Oyuncu Berrak Tüzünataç'ın Bireysel Başvurusu
Anayasa Mahkemesi, bir başka ünlü oyuncuyla balkonda çekilen görüntüleri haber yapılan oyuncu Berrak Tüzünataç'ın yaptığı bireysel başvuruda, Tüzünataç'ın 'maddi ve manevi varlığının korunması hakkı'nın ihlal edilmediğine karar verdi Karardan: 'Kişinin başkaları tarafından görülebileceğini bilerek mahrem alanda kalması gereken aktivitelerini balkona taşıması durumunda bunların başkalarınca görülebildiğinden şikayet etme hakkı söz konusu olamaz' 'Belirli hayran kitlesine sahip başvurucu ile Ş.G. arasında yaşananları muhabirin haber yapmaya değer görmesi anlaşılabilir bir durumdur. Görüntülerin kayıt altına alınması kişilik hakları yönünden hassasiyet taşısa da bunların, başvurucunun konutuna girilmeksizin, kamunun kullanımına açık alan sokaktan, herkesçe görülebilen bir yerden çekilmesi ve görüntüsü çekilenlerin sanatçı kişiliği dikkate alındığında basın özgürlüğünün sınırları içinde kaldığı değerlendirilmektedir'
Oyuncu Berrak Tüzünataç, "2010 yılında, evinin balkonundan yakınlaştırma yöntemi uygulanarak çekilen mahrem görüntü ve fotoğraflarının yayınlanması nedeniyle şeref ve itibarının zedelendiği" iddiasıyla haber yapan televizyon kanallarına dava açtı.

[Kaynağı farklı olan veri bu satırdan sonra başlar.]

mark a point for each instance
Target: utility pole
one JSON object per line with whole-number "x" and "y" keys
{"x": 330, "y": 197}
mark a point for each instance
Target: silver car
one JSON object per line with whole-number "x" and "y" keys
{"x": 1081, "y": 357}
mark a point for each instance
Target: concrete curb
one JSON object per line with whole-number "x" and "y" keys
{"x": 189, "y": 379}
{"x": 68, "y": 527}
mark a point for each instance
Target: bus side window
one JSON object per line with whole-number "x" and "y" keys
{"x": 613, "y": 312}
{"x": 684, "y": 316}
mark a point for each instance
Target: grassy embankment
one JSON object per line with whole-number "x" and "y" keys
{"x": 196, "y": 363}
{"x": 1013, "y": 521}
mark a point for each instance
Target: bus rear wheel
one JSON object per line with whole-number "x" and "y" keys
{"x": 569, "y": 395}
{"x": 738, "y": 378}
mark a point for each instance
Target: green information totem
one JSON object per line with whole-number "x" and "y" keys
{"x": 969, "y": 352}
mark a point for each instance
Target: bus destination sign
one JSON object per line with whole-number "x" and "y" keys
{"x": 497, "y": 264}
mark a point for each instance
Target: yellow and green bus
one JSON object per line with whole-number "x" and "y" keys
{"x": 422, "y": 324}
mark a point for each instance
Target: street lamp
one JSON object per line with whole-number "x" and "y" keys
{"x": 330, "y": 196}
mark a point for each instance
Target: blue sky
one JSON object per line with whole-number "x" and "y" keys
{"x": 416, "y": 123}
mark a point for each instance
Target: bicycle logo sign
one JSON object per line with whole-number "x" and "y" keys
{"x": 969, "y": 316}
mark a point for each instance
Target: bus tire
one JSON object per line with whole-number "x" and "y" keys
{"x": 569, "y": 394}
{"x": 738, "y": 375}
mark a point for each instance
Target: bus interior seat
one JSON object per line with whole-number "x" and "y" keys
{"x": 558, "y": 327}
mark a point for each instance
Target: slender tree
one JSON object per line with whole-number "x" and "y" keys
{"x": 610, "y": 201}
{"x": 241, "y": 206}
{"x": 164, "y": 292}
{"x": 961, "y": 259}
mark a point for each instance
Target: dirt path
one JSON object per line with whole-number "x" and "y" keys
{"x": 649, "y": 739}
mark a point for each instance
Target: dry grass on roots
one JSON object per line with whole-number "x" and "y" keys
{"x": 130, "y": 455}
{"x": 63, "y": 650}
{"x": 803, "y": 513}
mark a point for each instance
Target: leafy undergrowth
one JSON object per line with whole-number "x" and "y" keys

Açtığı davalar reddedilen Tüzünataç, bu kez "özel hayata saygı hakkının ihlal edildiği" gerekçesiyle Anayasa Mahkemesine bireysel başvuruda bulundu.
Anayasa Mahkemesi Birinci Bölümünün karara bağladığı başvuru, Resmi Gazetede yayımlandı.
Yüksek Mahkeme, Tüzünataç'ın "maddi ve manevi varlığının korunması hakkı"nın ihlal edilmediğine karar verdi.
Kararda, başvurucuya ait görüntülerin, 6 katlı bir binanın en üst katında yer alan evinin terasında Ş.G. ile yakınlaştığı sırada çekildiği ve haber yapıldığı belirtildi.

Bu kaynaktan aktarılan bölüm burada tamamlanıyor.